As with everything, failure is contextual. If a company has been created with the explicit reason to support a product then product needs to come first in every major decision. Put another way, if your company exists because of the product, then product failure often puts the entire company at risk. If your company is just a holding structure for multiple products then the overall portfolio needs to be accounted for. In these cases a company may choose to let a product fail so that the overall structure can support the other interests in that portfolio.

What’s more important than organizational structure is team character. Deanna Brown Aho, previously head of product at Cengage Learning, says this of the product people who are the most resilient to failure, “People who can laugh a lot, have a sense of humor, move forward, not take it all too seriously, but love their craft are going to push forward. If you take everything personally, you’re going to be crushed.”

8. How do we build a pipeline for product talent?

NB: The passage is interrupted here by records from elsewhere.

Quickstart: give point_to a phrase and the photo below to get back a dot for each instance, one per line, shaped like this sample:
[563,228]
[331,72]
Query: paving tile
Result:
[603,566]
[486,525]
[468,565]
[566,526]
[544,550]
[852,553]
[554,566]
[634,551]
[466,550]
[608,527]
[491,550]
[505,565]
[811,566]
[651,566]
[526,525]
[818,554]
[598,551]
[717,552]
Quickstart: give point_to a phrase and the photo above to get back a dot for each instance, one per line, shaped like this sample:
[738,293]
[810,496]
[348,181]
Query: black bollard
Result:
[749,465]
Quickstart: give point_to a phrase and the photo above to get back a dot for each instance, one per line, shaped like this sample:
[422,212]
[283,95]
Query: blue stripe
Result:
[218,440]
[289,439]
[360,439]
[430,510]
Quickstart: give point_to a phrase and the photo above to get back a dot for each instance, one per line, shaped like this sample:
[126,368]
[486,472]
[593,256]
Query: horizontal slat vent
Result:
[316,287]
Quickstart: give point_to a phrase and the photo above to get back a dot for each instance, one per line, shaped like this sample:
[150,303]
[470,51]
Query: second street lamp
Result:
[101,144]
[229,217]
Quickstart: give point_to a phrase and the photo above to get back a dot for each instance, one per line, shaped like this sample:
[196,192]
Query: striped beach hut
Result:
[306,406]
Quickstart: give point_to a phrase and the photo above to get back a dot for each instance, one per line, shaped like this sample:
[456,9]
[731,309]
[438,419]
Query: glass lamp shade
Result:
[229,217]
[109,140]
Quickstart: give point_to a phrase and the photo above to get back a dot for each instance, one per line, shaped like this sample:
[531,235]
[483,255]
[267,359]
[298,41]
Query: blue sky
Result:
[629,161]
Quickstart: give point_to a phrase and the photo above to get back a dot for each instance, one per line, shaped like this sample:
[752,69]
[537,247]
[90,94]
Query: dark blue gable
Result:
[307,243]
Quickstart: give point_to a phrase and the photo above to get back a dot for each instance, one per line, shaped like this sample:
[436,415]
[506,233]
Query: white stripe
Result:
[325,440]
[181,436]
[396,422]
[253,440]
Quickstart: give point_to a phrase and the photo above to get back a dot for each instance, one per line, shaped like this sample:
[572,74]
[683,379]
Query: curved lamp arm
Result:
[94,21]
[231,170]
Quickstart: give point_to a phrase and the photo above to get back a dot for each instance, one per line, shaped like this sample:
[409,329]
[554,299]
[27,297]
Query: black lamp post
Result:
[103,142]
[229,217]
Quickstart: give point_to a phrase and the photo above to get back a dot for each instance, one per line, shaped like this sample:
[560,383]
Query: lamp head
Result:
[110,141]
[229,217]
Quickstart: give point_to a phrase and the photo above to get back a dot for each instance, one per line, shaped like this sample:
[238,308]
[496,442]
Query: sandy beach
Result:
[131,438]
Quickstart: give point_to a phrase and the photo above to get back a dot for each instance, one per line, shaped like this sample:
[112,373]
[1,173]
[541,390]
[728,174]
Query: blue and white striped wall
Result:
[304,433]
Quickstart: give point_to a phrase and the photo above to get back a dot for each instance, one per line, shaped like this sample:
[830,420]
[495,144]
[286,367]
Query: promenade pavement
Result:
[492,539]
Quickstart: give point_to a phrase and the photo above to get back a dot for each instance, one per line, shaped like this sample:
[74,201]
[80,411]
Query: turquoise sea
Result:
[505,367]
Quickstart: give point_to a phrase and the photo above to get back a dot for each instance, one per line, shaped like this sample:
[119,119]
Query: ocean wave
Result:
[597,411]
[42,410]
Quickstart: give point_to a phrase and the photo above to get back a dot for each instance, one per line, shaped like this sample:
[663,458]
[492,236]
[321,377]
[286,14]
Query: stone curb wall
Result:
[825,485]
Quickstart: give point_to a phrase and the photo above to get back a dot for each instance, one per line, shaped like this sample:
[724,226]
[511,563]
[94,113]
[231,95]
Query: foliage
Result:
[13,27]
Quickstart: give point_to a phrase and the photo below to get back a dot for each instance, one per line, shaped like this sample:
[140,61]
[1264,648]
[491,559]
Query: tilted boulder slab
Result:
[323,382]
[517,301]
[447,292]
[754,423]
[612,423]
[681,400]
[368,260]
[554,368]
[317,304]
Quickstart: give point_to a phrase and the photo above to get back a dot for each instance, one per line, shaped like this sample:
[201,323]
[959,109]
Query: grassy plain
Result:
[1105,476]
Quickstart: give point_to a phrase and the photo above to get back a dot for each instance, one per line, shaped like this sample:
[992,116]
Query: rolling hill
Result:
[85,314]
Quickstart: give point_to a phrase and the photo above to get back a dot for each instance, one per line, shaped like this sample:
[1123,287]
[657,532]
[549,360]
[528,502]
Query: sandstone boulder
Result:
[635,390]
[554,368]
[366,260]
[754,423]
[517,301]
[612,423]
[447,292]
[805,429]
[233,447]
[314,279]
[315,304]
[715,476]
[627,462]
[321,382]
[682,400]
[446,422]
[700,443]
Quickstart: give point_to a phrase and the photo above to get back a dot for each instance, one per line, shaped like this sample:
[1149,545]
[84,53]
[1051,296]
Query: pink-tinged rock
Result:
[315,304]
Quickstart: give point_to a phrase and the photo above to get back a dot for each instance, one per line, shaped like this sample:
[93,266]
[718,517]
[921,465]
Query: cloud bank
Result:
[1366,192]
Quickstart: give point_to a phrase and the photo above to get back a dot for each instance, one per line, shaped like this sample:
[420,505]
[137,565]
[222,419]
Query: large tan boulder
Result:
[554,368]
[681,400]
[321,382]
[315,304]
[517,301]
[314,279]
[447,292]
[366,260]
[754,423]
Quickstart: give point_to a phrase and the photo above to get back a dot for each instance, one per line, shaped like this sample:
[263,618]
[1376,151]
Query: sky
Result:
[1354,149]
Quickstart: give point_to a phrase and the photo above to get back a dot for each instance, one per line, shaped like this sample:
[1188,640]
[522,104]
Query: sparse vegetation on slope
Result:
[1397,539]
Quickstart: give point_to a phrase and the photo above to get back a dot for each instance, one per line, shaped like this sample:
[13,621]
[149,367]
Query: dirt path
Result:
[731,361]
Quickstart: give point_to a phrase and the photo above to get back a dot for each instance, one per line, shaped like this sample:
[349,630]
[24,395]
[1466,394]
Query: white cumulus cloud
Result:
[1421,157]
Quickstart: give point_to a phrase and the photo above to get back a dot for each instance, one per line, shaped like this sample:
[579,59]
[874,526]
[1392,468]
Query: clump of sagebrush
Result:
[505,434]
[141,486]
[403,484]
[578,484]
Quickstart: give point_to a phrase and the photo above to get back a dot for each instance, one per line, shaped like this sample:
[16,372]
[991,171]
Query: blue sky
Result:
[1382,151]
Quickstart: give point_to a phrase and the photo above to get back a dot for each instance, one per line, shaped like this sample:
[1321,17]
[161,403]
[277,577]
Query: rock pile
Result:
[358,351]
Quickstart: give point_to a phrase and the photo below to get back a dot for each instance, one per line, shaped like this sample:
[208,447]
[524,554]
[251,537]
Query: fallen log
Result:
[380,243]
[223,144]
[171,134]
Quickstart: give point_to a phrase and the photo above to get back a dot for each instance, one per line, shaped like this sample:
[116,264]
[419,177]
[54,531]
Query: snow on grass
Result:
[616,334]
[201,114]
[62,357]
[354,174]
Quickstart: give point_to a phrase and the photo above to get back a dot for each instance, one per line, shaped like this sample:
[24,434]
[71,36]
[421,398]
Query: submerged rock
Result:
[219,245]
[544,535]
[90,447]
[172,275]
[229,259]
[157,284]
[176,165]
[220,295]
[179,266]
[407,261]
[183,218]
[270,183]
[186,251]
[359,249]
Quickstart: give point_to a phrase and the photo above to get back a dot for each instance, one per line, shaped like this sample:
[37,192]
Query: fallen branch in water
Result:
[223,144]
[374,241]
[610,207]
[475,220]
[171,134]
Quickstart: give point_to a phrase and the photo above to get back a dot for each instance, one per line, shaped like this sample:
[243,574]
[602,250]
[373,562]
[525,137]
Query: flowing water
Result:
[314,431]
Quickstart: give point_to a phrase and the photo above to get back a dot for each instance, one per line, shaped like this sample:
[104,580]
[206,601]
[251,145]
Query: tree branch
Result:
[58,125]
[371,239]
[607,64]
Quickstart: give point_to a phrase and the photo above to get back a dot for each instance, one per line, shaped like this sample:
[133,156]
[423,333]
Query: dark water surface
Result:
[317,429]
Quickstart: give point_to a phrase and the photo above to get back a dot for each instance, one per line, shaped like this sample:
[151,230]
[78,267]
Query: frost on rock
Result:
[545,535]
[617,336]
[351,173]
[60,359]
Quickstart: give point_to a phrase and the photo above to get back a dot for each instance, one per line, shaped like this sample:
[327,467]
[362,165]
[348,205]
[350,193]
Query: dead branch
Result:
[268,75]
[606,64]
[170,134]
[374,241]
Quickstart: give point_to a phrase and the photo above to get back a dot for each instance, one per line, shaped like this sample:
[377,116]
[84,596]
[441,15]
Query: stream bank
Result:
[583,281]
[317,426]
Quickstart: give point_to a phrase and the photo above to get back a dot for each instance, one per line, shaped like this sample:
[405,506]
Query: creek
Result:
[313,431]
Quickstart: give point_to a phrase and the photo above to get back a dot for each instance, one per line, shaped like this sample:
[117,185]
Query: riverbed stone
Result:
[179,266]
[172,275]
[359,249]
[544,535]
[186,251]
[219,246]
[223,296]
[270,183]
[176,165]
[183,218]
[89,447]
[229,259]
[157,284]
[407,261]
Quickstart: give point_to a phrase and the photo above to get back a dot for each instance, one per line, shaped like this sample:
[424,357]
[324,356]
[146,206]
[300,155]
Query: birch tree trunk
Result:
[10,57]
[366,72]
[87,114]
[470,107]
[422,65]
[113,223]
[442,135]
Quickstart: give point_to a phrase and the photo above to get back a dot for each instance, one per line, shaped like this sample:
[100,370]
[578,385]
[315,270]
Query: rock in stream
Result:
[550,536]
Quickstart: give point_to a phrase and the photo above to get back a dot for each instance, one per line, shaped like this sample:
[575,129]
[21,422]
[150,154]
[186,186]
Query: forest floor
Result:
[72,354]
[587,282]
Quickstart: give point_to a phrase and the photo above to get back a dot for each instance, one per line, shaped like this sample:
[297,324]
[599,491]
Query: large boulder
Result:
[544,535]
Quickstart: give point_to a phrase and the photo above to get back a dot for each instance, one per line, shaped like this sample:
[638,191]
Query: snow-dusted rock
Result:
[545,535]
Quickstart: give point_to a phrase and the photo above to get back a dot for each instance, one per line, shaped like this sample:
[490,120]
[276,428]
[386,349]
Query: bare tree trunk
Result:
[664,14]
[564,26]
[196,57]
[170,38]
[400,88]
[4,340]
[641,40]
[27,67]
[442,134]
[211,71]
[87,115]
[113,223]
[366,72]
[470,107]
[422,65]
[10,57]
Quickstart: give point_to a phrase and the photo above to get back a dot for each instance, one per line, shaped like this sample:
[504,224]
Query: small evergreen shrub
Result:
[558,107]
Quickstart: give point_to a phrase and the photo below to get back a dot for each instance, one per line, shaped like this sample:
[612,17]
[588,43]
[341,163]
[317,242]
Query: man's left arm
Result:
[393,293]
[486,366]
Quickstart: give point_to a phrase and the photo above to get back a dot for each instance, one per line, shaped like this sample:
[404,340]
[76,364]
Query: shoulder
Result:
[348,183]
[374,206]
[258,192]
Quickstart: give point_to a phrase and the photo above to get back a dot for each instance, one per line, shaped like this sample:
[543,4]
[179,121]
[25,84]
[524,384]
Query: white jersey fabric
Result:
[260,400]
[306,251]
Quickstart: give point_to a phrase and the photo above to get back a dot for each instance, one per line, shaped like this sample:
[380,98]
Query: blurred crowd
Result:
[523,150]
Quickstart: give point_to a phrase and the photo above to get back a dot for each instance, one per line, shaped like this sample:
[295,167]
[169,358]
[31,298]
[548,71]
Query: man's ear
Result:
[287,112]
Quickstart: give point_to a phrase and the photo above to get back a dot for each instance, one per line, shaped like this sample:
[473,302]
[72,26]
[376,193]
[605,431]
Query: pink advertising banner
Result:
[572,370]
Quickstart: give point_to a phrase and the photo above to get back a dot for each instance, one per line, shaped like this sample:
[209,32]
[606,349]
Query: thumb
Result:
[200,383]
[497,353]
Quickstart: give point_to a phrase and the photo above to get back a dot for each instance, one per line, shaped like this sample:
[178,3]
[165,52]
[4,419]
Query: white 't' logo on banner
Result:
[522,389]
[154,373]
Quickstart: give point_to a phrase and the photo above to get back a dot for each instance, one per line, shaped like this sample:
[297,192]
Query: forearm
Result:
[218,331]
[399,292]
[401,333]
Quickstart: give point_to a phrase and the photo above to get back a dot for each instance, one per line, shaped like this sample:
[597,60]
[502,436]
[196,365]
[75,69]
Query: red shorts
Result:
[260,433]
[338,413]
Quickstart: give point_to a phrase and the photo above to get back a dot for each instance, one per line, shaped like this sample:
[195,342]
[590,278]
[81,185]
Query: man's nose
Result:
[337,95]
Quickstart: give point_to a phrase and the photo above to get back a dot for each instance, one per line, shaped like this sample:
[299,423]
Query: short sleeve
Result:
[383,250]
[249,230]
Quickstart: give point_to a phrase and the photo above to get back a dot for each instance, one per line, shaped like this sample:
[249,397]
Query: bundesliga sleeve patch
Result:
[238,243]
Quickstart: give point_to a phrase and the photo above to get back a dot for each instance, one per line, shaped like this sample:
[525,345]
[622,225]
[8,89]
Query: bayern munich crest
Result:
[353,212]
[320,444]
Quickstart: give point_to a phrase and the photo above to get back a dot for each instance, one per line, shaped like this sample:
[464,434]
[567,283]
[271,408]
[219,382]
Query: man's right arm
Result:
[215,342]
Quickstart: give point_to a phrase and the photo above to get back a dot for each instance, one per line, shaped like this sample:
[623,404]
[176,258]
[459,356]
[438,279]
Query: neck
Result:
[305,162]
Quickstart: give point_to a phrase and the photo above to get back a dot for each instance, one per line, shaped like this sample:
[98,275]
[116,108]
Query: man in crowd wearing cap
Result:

Schools need to stop prioritizing learning facts and start teaching soft-skills. Product companies need humans that are not just fact-sheets but are better at relating to one another, solving problems and being more creative. Machines (AI, robots, automation, etc.) will soon be doing the grunt work of data analysis, if they aren’t already. Practical, immersive programs like the one’s run at Jared Spool’s Center Centre or Melissa Perri’s Product Institute are much more useful for creating prepared talent with life skills that matter.

For students or learners not able to do full-immersion programs, we now have an embarrassment of riches at our fingertips. Online learning communities like Pluralsight builds skills based on industry needs and delivered by industry experts. Combining this community-centered model with AI that helps learners level up based on their current skill set, you have a killer model for developing talent.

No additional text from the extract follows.